On Fri, Jan 25, 2013 at 05:03:17PM -0700, Kevin Fenzi wrote:
On Fri, 25 Jan 2013 23:29:34 +0000 Peter Robinson pbrobinson@gmail.com wrote:
What about using the Feature process to get them approved?
Well, they all followed the process in f18, so I would say just add them in... but sure. For new ones just making them do that might be fine.
From experience with trying to get approval last year, the main problem seemed to be that the burden seemed to be falling solely on Christoph to do the brunt of the work of making sure each kickstart was in an acceptable shape, and organising meetings to get consensus for approval. I don't have much previous experience with the spins process, but I think if that same process was applied slightly differently, then it could work fine (it could also be severely flawed and doomed from the outset, I don't know). Here's what I'm thinking:
1. Someone has a new spin that they would like to get added, so they come here to find someone who already has gone through the process and maintains a spin, to review/'wrangle' their kickstart into acceptable shape.
2. When it is deemed acceptable, it's proposed here (I guess link to a wiki page in the current format, which additionally includes the name of the person who reviewed/wrangled it). It's discussed here for a predetermined time (week/fortnight) to give all relevant parties ample opportunity to air their concerns or give their approval -- eliminating the need for everyone to be available at the same time for a meeting.
3. Once the time period is up, the person who reviewed it helps the new spin maintainer to get it added. I'm not sure what exactly needs to be done here, as I haven't gotten that far myself.
^So basically something similar to getting sponsorship to be a packager I guess.

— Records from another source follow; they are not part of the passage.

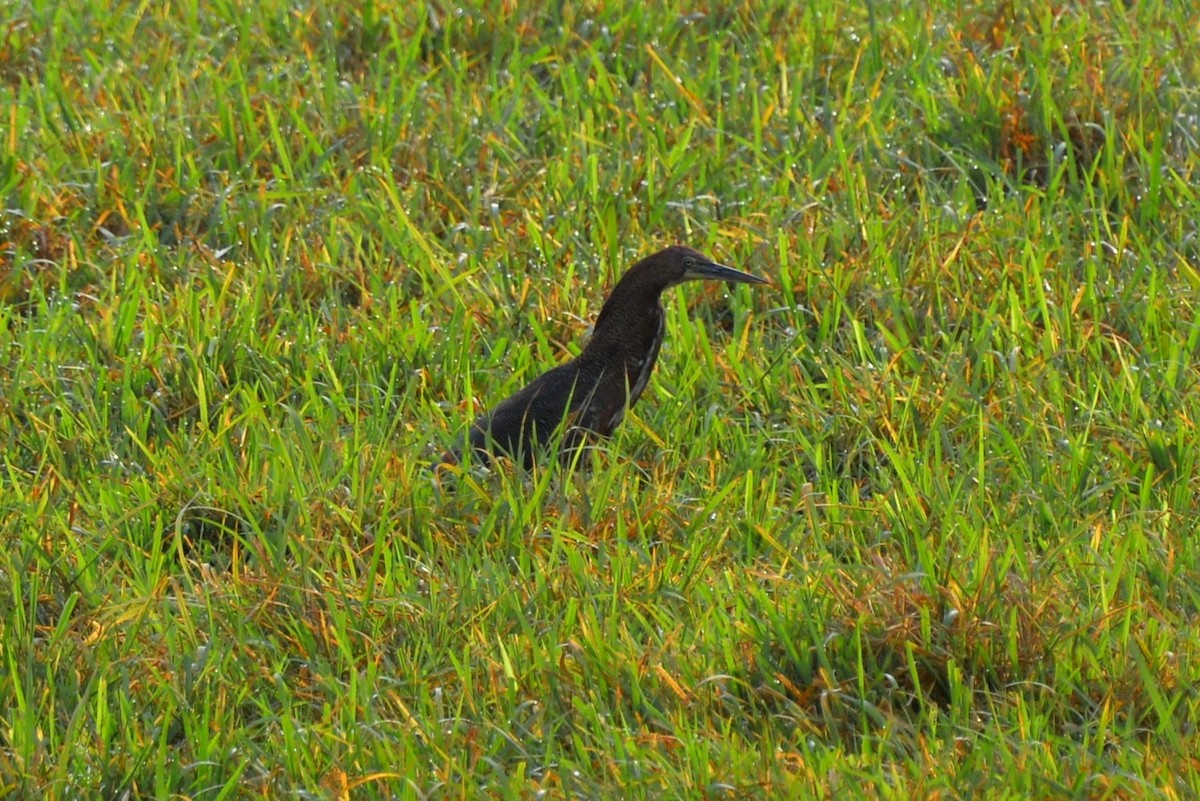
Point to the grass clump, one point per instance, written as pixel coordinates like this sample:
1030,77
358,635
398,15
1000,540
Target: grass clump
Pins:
913,522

Whatever the process, I might repropose the JVM developer spin from scratch, since it changed a lot from the point it was proposed last time (proposed prematurely to be in for the deadline, July/August).
Gerard.
Am Freitag, den 25.01.2013, 13:54 -0700 schrieb Kevin Fenzi:
So, we had a fudcon session about spins, but it was merged with the talk on Fedora Formulas and we didn't really decide anything about spins.
Glad to hear that.
I saw the session on Youtube and I disagree to a lot that was said. I think it's good that things are not set in stone yet.
Formulas aren't going to fully replace spins, and even if they do, they likely won't be ready for f19 anyhow, so we need to figure out what we do for f19 now.
a) what about the new spins that didn't get added in f18? If their spin owners are actually active, they should chime in and commit their ks to git and update the f19 spins page with their size and so releng knows to produce them.
b) Any new spins need to SUBMIT THEIR KS FILES ASAP so we can avoid problems where things don't make it.
c) There's no meetings, Christoph is swamped, how do we want to handle the day to day business of the sig?
Fortunately I'm not *that* swamped any longer and I am currently working on our trac to move the spin reviews from the wiki to the track instance.
I was thinking we should require at each freeze point that any spins we promote on spins.fedoraproject.org have at least 2 people sign off that they tested them and they basically work. If 0 people do this sign off, we should still produce them, but they sit in alt and don't get promoted anywhere. If a spin doesn't get any testing for an entire cycle, we drop them completely.
Makes sense, but IHMO dropping a spin will only make things worse.Without live media, there is no easy way to test things and the in the end, things that received little testing will be tested even less. It seems that even KDE didn't get proper testing this time and I think we all agree we cannot drop it.
I think we need to work on fixing the process. Dropping a spin is only the last resort.
Kind regards, Christoph
On 27 January 2013 06:53, Christoph Wickert christoph.wickert@gmail.com wrote:
Am Freitag, den 25.01.2013, 13:54 -0700 schrieb Kevin Fenzi:
Makes sense, but IHMO dropping a spin will only make things worse.Without live media, there is no easy way to test things and the in the end, things that received little testing will be tested even less. It seems that even KDE didn't get proper testing this time and I think we all agree we cannot drop it.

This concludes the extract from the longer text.